The second issue that people may face is that the actual performance of the sub accounts does not match what was illustrated.  Sometimes a very high rate of return will be used to illustrate a policy, such as 8% to 10%.  If the mutual fund sub-accounts within the policy do not perform as well as the illustrated rate of return showed, then the owner of the policy may not end up with enough cash in the policy to cover the increasing insurance costs.  When the market is down, the insurance costs will rob an even higher percentage of the total cash in the policy, and limit future growth.  Projects always assume straight line growth, but anyone who has invested money in the stock market that linear growth is the only thing you can count on never happening.

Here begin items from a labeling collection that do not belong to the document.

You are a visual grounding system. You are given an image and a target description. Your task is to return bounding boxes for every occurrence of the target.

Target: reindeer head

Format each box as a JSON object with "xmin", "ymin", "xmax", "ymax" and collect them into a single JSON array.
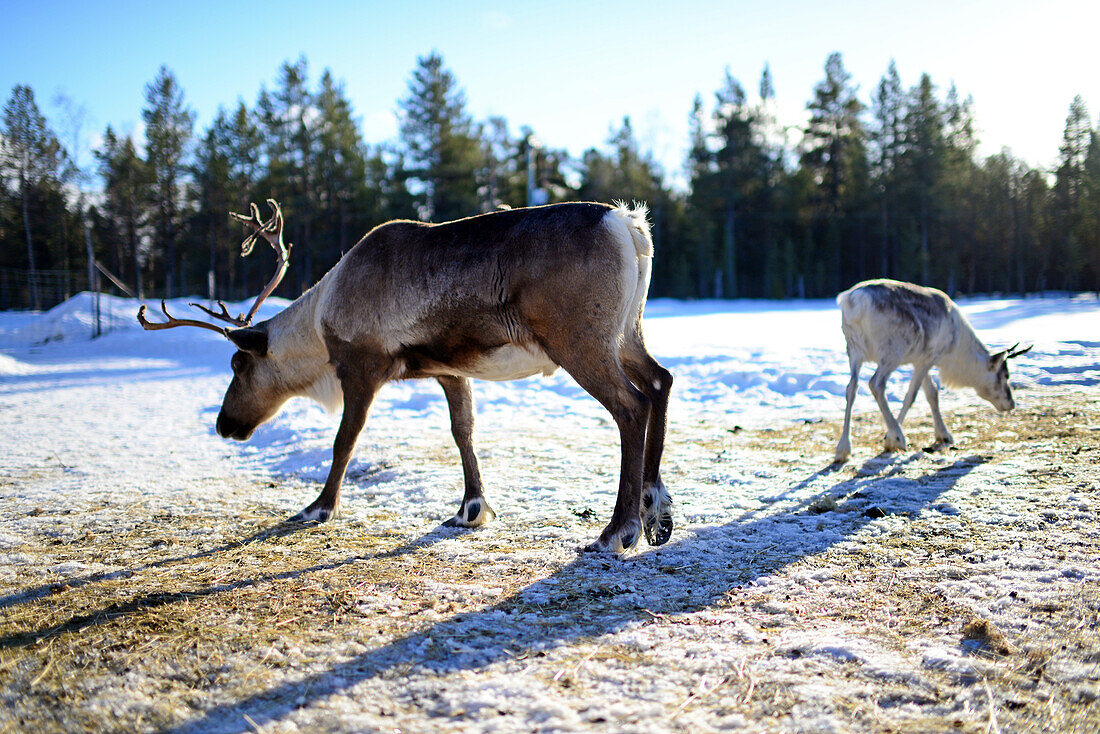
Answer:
[
  {"xmin": 976, "ymin": 341, "xmax": 1031, "ymax": 412},
  {"xmin": 138, "ymin": 199, "xmax": 294, "ymax": 441}
]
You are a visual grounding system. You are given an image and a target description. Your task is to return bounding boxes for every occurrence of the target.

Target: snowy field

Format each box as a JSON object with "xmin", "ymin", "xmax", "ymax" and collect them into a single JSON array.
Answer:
[{"xmin": 0, "ymin": 296, "xmax": 1100, "ymax": 732}]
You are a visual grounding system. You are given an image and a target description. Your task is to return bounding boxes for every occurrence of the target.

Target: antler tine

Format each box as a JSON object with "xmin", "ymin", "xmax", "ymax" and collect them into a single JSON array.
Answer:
[
  {"xmin": 138, "ymin": 299, "xmax": 229, "ymax": 337},
  {"xmin": 187, "ymin": 300, "xmax": 245, "ymax": 326},
  {"xmin": 227, "ymin": 199, "xmax": 294, "ymax": 326}
]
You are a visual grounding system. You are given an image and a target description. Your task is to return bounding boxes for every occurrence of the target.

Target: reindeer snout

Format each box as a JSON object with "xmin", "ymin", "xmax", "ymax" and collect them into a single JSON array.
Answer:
[{"xmin": 215, "ymin": 410, "xmax": 253, "ymax": 441}]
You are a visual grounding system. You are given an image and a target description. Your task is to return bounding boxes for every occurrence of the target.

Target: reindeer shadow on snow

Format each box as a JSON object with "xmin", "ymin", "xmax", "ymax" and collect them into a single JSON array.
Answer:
[{"xmin": 130, "ymin": 452, "xmax": 985, "ymax": 734}]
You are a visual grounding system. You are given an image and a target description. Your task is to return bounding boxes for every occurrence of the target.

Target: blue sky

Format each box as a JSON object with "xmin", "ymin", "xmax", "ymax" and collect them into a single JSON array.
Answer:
[{"xmin": 0, "ymin": 0, "xmax": 1100, "ymax": 182}]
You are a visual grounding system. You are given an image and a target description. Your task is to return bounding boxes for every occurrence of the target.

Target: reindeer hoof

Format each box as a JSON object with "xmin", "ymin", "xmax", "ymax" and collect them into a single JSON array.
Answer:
[
  {"xmin": 287, "ymin": 505, "xmax": 337, "ymax": 523},
  {"xmin": 443, "ymin": 497, "xmax": 496, "ymax": 527},
  {"xmin": 583, "ymin": 521, "xmax": 641, "ymax": 556},
  {"xmin": 882, "ymin": 434, "xmax": 905, "ymax": 451},
  {"xmin": 641, "ymin": 480, "xmax": 672, "ymax": 546}
]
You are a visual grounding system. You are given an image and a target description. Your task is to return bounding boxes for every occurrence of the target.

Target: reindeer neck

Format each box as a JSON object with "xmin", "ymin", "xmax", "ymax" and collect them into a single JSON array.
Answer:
[{"xmin": 936, "ymin": 310, "xmax": 989, "ymax": 387}]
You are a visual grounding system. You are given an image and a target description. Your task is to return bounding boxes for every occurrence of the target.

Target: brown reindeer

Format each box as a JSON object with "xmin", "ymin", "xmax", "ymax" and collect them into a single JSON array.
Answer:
[{"xmin": 138, "ymin": 200, "xmax": 672, "ymax": 552}]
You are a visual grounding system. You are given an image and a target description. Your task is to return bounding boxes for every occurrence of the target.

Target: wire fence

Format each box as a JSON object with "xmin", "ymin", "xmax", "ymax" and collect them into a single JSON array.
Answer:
[{"xmin": 0, "ymin": 269, "xmax": 133, "ymax": 349}]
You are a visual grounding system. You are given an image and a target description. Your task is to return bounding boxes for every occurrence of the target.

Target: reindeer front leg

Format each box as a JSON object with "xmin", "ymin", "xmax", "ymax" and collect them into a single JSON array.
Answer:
[
  {"xmin": 290, "ymin": 381, "xmax": 377, "ymax": 523},
  {"xmin": 436, "ymin": 376, "xmax": 496, "ymax": 527}
]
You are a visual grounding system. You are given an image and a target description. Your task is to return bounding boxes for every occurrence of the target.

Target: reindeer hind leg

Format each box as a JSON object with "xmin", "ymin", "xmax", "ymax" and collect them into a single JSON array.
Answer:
[
  {"xmin": 437, "ymin": 376, "xmax": 496, "ymax": 527},
  {"xmin": 622, "ymin": 337, "xmax": 673, "ymax": 546}
]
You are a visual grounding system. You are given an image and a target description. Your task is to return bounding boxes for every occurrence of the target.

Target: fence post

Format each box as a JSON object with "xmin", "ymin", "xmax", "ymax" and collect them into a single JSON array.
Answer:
[{"xmin": 84, "ymin": 213, "xmax": 101, "ymax": 339}]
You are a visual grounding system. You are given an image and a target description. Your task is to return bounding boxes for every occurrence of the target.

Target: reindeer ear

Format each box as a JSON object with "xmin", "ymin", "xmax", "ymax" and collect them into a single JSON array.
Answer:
[{"xmin": 226, "ymin": 327, "xmax": 267, "ymax": 357}]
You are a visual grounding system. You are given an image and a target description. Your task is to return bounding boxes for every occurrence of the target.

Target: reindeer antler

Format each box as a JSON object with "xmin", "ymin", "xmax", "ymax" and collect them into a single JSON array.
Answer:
[
  {"xmin": 138, "ymin": 199, "xmax": 294, "ymax": 336},
  {"xmin": 138, "ymin": 298, "xmax": 229, "ymax": 337}
]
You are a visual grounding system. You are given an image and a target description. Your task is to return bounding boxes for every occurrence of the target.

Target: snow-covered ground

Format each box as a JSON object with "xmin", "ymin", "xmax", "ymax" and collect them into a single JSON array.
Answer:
[{"xmin": 0, "ymin": 295, "xmax": 1100, "ymax": 731}]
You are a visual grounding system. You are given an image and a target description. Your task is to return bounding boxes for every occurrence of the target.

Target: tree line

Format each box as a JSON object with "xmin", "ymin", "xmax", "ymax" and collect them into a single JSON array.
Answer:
[{"xmin": 0, "ymin": 53, "xmax": 1100, "ymax": 299}]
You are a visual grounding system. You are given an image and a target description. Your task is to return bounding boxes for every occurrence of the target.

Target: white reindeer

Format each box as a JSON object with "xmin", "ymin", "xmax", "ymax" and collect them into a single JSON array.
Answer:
[{"xmin": 836, "ymin": 280, "xmax": 1031, "ymax": 463}]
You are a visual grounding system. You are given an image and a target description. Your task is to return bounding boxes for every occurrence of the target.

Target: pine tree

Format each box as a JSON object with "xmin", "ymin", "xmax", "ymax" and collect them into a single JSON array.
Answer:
[
  {"xmin": 1049, "ymin": 95, "xmax": 1092, "ymax": 289},
  {"xmin": 256, "ymin": 56, "xmax": 318, "ymax": 292},
  {"xmin": 801, "ymin": 53, "xmax": 867, "ymax": 293},
  {"xmin": 0, "ymin": 85, "xmax": 69, "ymax": 309},
  {"xmin": 400, "ymin": 53, "xmax": 483, "ymax": 221},
  {"xmin": 142, "ymin": 66, "xmax": 195, "ymax": 298},
  {"xmin": 96, "ymin": 125, "xmax": 153, "ymax": 298},
  {"xmin": 869, "ymin": 59, "xmax": 905, "ymax": 277},
  {"xmin": 903, "ymin": 74, "xmax": 945, "ymax": 285},
  {"xmin": 315, "ymin": 69, "xmax": 378, "ymax": 268}
]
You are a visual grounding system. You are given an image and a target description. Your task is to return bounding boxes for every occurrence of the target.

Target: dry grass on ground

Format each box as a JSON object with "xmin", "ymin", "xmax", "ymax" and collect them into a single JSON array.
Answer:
[{"xmin": 0, "ymin": 391, "xmax": 1100, "ymax": 732}]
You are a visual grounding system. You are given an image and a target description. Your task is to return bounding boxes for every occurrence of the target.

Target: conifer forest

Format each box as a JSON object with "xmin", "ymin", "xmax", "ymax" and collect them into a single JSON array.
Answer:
[{"xmin": 0, "ymin": 53, "xmax": 1100, "ymax": 308}]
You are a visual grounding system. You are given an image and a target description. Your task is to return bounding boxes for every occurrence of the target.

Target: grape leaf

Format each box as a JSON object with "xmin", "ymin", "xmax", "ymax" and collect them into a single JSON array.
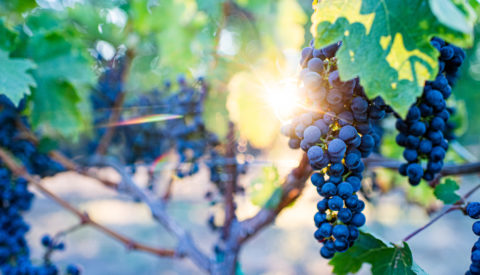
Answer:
[
  {"xmin": 433, "ymin": 179, "xmax": 460, "ymax": 204},
  {"xmin": 0, "ymin": 0, "xmax": 37, "ymax": 14},
  {"xmin": 0, "ymin": 50, "xmax": 36, "ymax": 105},
  {"xmin": 31, "ymin": 78, "xmax": 82, "ymax": 136},
  {"xmin": 20, "ymin": 31, "xmax": 95, "ymax": 136},
  {"xmin": 329, "ymin": 231, "xmax": 426, "ymax": 275},
  {"xmin": 0, "ymin": 18, "xmax": 17, "ymax": 51},
  {"xmin": 311, "ymin": 0, "xmax": 474, "ymax": 116}
]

Another issue is that people take advantage of the flexible nature of universal life policies.  As long as there is sufficient cash to pay insurance charge deductions, the policy stays in force.  Many people will do a good job of building their cash initially, but realize that they can skip payments or stop payments for a period of time and the policy will not lapse.  While this is true, and it is good for people in the short term, it is starving the policy of the cash value it needs to stay in force later when costs are high.  People also take loans and withdrawals from these policies, further destroying cash value.

No matter the cause, a lower cash value means that out of pocket costs will be very high at some point.  This puts the policy at a very high chance of lapsing for the average person.  Most people do not understand how the policy is structured to work for their benefit when it is properly funded.

Variable Life Insurance Can Work For People With Money

Variable universal life insurance works well for a small subset of people.  These are people who have sufficient money to fund the policy at least as well as the original illustration intended it to be funded.  These policies work the very best when most of the total funding takes place within the first few years.  The problems with a VUL policy (overwhelming charges due to low cash value) do not exist when large payments are made into the policy.  Especially during periods of high market growth the policy will make money faster, and the long term charges to the owner will be lower with a VUL policy than with a traditional whole life insurance policy.

It works because a high cash value will appreciate with the market over time, building faster than the insurance charges are being taken from the cash.  A higher cash value will also lessen the “net amount at risk” from which charges are based.  Essentially with high enough funding the policy becomes an investment account which can be passed on tax free to the beneficiaries.

The biggest issue in the industry is that most sales are not to people with sufficient financial resources, but they are to people with moderate resources.  Most people can not afford to truly fund their policy to the level that it needs to be funded.  The vast majority of people looking at life insurance (99%) should focus their attention to Term Life or Whole Life insurance.  Only people who are sophisticated enough to understand how the policy works, what the goals and advantages of using it over whole life insurance are, and  people with large financial resources to fund it properly, should even consider purchasing a variable universal life insurance policy.

The Verdict

Stay away from Variable Universal Life insurance.  Unless you are an extremely sophisticated investor with trust planning needs, odds are that a traditional life insurance policy will fit your needs better.